Thursday, August 16, 2007

Fill Up That Feed, Please

I've always found partial RSS feeds - the ones where you get a teaser of the beginning of an article, but not the full text - really annoying. I read all my feeds (blogs, news feeds, etc.) in Google Reader, and being forced to navigate elsewhere just annoys me. Most often, I scan the beginning and if it's not really captivating, that's the end of it. Maybe I'm missing some good stuff, but I decided that if the blogger or provider doesn't think it's worth putting in their feed, it's unlikely to be worth my time. It's a busy world. There are lots of other things I can be doing besides chasing down your content, folks.

At the same time, I understood the thinking behind partial feeds - get people to the main site so that they will see the ads and you can collect money.

So this item suggesting that full feeds lead to more page views is really interesting:

However, in our experience, full text feeds actually does lead to more page views, though understanding why is a little more involved. Full text feeds makes the reading process much easier. It means it's that much more likely that someone reads the full piece and actually understands what's being said -- which makes it much, much, much more likely that they'll then forward it on to someone else, or blog about it themselves, or post it to Digg or Reddit or Slashdot or Fark or any other such thing -- and that generates more traffic and interest and page views from new readers, who we hope subscribe to the RSS feed and become regular readers as well. The whole idea is that by making it easier and easier for anyone to read and fully grasp our content, the more likely they are to spread it via word of mouth, and that tends to lead to much greater adoption than by limiting what we give to our readers and begging them to come to our site if they want to read more than a sentence or two.
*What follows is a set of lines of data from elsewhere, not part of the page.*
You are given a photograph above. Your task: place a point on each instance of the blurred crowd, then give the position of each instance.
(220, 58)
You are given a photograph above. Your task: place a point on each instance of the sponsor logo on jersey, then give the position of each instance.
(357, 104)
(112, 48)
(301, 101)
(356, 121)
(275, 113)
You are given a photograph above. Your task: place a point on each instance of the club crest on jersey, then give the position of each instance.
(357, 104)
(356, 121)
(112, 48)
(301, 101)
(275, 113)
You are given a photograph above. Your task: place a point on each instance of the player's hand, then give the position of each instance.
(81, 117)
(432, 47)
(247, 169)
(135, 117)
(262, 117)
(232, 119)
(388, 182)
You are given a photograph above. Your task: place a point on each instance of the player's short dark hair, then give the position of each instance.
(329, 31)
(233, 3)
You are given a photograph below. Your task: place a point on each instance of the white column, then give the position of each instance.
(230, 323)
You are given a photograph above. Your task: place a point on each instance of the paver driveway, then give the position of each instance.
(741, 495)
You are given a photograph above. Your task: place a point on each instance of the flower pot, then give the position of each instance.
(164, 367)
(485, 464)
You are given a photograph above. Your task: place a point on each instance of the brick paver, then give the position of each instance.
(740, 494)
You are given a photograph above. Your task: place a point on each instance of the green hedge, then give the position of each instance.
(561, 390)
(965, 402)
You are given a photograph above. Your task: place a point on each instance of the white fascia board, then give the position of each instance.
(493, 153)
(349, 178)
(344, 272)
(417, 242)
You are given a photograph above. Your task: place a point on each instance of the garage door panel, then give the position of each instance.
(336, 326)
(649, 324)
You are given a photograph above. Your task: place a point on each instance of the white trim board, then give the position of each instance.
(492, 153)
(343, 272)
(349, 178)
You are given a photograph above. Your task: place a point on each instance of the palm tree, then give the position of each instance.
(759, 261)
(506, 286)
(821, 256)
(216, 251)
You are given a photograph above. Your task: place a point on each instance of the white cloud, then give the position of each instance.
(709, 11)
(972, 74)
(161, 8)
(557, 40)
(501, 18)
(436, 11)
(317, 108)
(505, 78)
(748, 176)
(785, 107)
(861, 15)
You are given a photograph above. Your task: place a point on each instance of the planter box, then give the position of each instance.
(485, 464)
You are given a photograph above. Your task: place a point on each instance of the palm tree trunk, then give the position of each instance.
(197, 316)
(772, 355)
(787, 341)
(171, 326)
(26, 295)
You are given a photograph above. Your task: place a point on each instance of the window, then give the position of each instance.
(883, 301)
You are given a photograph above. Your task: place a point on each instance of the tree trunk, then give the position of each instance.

Imagine that - if you give people the content in a way that suits them, they're more likely to read it, share it, and talk about it. This Web 2.0 is tricky!

1 comment:

Anonymous said...

Mea culpa - I have always led customers to the summary option for their rss feeds. Granted some of them do have their content behind a subscription veil, and they do often write their rss summary as just that, a separate summary for rss, not just the first graph, etc.

I'm utterly surprised to hear this. Do they have real statistics to show this, or is it a "we feel" kind of thing? I'll gleefully push for full text in the future if there's a decent reason and they do seem to have one.